Me incorporo de nuevo a la carretera, mirándola de reojo. Anna está sentada con las manos entre los muslos, mirando al frente con cara de disgusto.
—Estamos casi en tu casa —digo secamente—. Ahora podrás salir y cerrarme la puerta en las narices.
—No quiero ir a mi casa. Tengo que ir al parque de bomberos. Mi padre y yo estamos allí por un tiempo.
—¿Me equivoco o pasé ayer un par de horas en el juzgado de familia discutiendo este punto en concreto? Y pensaba que dijiste a Julia que no querías que te separasen de tu madre. Justamente es eso de lo que estoy hablando, Anna —digo golpeando el volante—. ¿Qué es lo que realmente quieres?
Suspira con fuerza.
—¿Quieres saber qué quiero? Estoy harta de ser una cobaya. Estoy harta de que nadie me pregunte cómo me siento. Estoy harta, pero nunca estoy suficientemente harta para mi familia.
Abre la puerta del coche mientras todavía se mueve y se baja corriendo hacia al parque de bomberos, a unos pocos metros de distancia.
Bueno. En lo más recóndito de mi pequeña cliente está el potencial de hacer que los demás escuchen. Eso significa que, en el estrado, aguantará mejor de lo que imaginaba.
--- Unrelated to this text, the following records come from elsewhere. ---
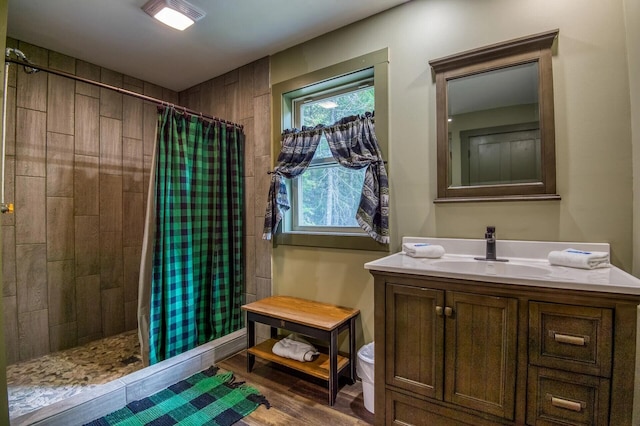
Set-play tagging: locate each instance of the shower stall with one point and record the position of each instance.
(76, 168)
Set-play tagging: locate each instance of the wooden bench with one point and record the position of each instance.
(314, 319)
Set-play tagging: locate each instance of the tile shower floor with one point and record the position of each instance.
(51, 378)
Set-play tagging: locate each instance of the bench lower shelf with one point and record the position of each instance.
(319, 367)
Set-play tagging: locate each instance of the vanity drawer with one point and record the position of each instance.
(572, 338)
(558, 397)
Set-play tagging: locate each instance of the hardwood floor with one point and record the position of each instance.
(296, 400)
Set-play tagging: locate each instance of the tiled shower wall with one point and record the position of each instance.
(77, 170)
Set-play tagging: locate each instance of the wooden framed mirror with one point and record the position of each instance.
(495, 122)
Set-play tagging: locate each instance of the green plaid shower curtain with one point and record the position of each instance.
(198, 265)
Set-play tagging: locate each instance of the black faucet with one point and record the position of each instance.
(490, 237)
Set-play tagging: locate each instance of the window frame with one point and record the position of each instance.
(373, 65)
(293, 184)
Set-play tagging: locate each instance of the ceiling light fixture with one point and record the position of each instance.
(177, 14)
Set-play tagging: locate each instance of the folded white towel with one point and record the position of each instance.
(579, 259)
(423, 250)
(295, 347)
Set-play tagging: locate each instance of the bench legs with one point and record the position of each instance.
(333, 354)
(251, 342)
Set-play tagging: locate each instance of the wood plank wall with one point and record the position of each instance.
(244, 97)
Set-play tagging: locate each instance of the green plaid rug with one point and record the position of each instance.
(203, 399)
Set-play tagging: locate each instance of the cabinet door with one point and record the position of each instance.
(481, 344)
(414, 333)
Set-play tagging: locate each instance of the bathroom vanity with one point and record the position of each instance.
(462, 341)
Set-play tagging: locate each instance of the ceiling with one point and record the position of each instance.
(118, 35)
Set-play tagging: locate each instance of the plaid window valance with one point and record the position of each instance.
(354, 145)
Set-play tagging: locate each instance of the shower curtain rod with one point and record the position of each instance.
(119, 90)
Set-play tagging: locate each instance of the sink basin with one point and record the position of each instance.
(472, 266)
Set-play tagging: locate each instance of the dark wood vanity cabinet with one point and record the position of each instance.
(452, 346)
(455, 352)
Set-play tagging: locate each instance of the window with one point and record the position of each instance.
(325, 198)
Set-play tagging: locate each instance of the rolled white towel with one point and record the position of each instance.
(295, 347)
(423, 250)
(579, 259)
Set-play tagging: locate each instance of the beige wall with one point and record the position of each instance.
(4, 406)
(632, 21)
(593, 133)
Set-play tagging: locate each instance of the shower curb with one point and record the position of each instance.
(104, 399)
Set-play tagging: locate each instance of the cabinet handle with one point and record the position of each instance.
(568, 339)
(566, 404)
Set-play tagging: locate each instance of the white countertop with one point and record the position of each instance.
(527, 265)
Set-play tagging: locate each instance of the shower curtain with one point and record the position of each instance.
(192, 272)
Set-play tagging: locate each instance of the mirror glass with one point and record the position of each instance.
(495, 122)
(493, 126)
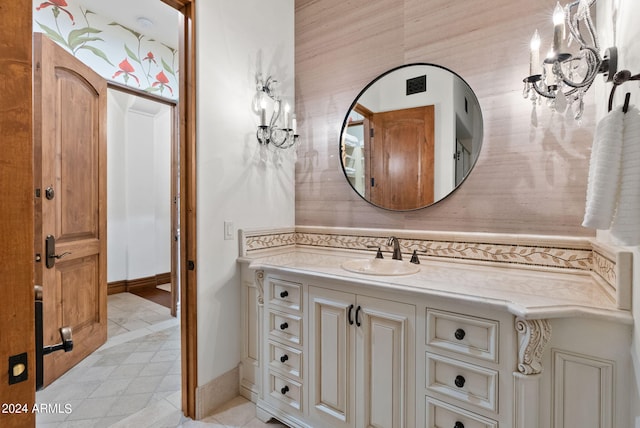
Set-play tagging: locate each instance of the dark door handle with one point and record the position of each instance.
(50, 248)
(41, 350)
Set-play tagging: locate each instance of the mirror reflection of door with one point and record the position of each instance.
(402, 158)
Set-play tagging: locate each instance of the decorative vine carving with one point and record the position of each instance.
(533, 336)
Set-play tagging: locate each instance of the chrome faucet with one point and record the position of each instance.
(397, 254)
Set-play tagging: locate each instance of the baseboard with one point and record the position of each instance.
(138, 283)
(116, 287)
(216, 393)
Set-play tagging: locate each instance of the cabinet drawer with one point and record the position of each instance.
(285, 391)
(285, 326)
(443, 415)
(285, 359)
(466, 382)
(471, 336)
(286, 294)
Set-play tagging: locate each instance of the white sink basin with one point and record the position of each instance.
(380, 267)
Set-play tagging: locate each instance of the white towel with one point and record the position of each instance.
(604, 171)
(625, 228)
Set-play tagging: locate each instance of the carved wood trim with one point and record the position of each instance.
(260, 286)
(533, 336)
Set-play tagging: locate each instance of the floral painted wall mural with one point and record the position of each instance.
(114, 51)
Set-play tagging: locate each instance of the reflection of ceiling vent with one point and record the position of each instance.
(417, 85)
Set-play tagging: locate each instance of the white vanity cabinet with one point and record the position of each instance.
(327, 350)
(361, 360)
(468, 358)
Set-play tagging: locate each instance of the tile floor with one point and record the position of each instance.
(133, 380)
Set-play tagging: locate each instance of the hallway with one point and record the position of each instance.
(133, 380)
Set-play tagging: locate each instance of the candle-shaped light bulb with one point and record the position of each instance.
(534, 60)
(287, 109)
(583, 9)
(558, 28)
(263, 107)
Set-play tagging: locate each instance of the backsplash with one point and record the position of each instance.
(611, 264)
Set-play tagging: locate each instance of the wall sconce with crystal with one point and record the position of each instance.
(563, 78)
(280, 130)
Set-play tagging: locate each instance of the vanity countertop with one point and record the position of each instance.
(524, 292)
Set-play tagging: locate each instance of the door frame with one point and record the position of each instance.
(17, 317)
(188, 199)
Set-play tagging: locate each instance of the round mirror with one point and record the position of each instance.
(411, 137)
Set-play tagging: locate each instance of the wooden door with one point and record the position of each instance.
(402, 158)
(70, 171)
(386, 363)
(332, 356)
(17, 383)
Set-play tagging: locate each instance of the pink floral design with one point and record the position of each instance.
(58, 5)
(161, 81)
(127, 70)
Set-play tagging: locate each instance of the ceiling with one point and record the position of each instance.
(163, 18)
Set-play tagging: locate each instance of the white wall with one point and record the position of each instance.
(138, 187)
(617, 25)
(235, 40)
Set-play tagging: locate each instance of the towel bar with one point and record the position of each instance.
(618, 79)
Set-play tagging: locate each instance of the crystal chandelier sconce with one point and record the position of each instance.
(280, 130)
(563, 78)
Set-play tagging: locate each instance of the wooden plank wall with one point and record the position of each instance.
(527, 179)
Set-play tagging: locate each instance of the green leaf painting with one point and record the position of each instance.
(142, 62)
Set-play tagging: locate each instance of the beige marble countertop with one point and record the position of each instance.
(523, 291)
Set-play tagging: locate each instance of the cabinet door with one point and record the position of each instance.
(386, 363)
(331, 358)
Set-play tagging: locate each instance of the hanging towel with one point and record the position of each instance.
(604, 171)
(625, 228)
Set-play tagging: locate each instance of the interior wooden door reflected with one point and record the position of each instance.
(70, 170)
(402, 158)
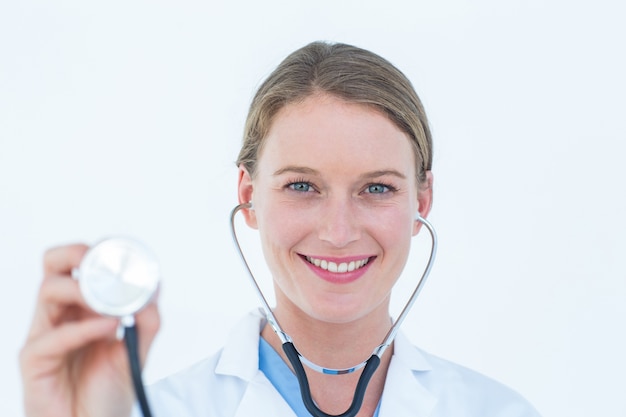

E inmediatamente pienso que Anna puede ser capaz de testificar, pero lo que ha dicho la hace parecer antipática. Incluso inmadura. En otras palabras, es altamente improbable que convenza al juez de dictar sentencia en su favor.
El fuego y la esperanza están conectados. Como dijeron los griegos, Zeus encargó a Prometeo y Epimeteo que creasen vida en la Tierra. Epimeteo hizo los animales, proporcionándoles características como rapidez, fortaleza, pelo y alas. Cuando Prometeo hizo al hombre, las mejores cualidades ya estaban agotadas. Resolvió hacerlos caminar derechos y darles el fuego.
Zeus, enfadado, se lo quitó. Pero Prometeo vio que su orgullo y alegría se tambaleaban y no era capaz de cocinar. Encendió una antorcha con el Sol y volvió a dar el fuego a los hombres. Para castigar a Prometeo, Zeus lo encadenó a una piedra, donde un águila se alimentaba de su hígado. Para castigar al hombre, Zeus creó a la primera mujer, Pandora, y le dio un regalo: una caja que tenía prohibido abrir.
La curiosidad de Pandora pudo con ella, y un día abrió la caja. Salieron plagas, miserias y calamidades. Consiguió cerrar la tapa antes de que se escapase la esperanza. Es la única arma que nos queda para luchar contra las otras.
Pregunta a cualquier bombero. Te dirá que es verdad. Infierno. Pregunta a mi padre.
—Suba —digo a Campbell Alexander cuando llega con Anna—. Hay café recién hecho.
Me sigue por la escalera con su pastor alemán. Sirvo dos tazas.
—¿Para qué es el perro?
—Es un imán para chicas —dice al abogado—. ¿Tiene leche?
Le paso el tetrabrik de la nevera y me siento con mi taza. Hay mucha tranquilidad. Los chicos están abajo lavando los motores y haciendo el mantenimiento diario.
—Bueno —dice Alexander sorbiendo algo de café—. Anna me dice que se han trasladado.
—Sí. Imaginaba que querría preguntarme sobre eso.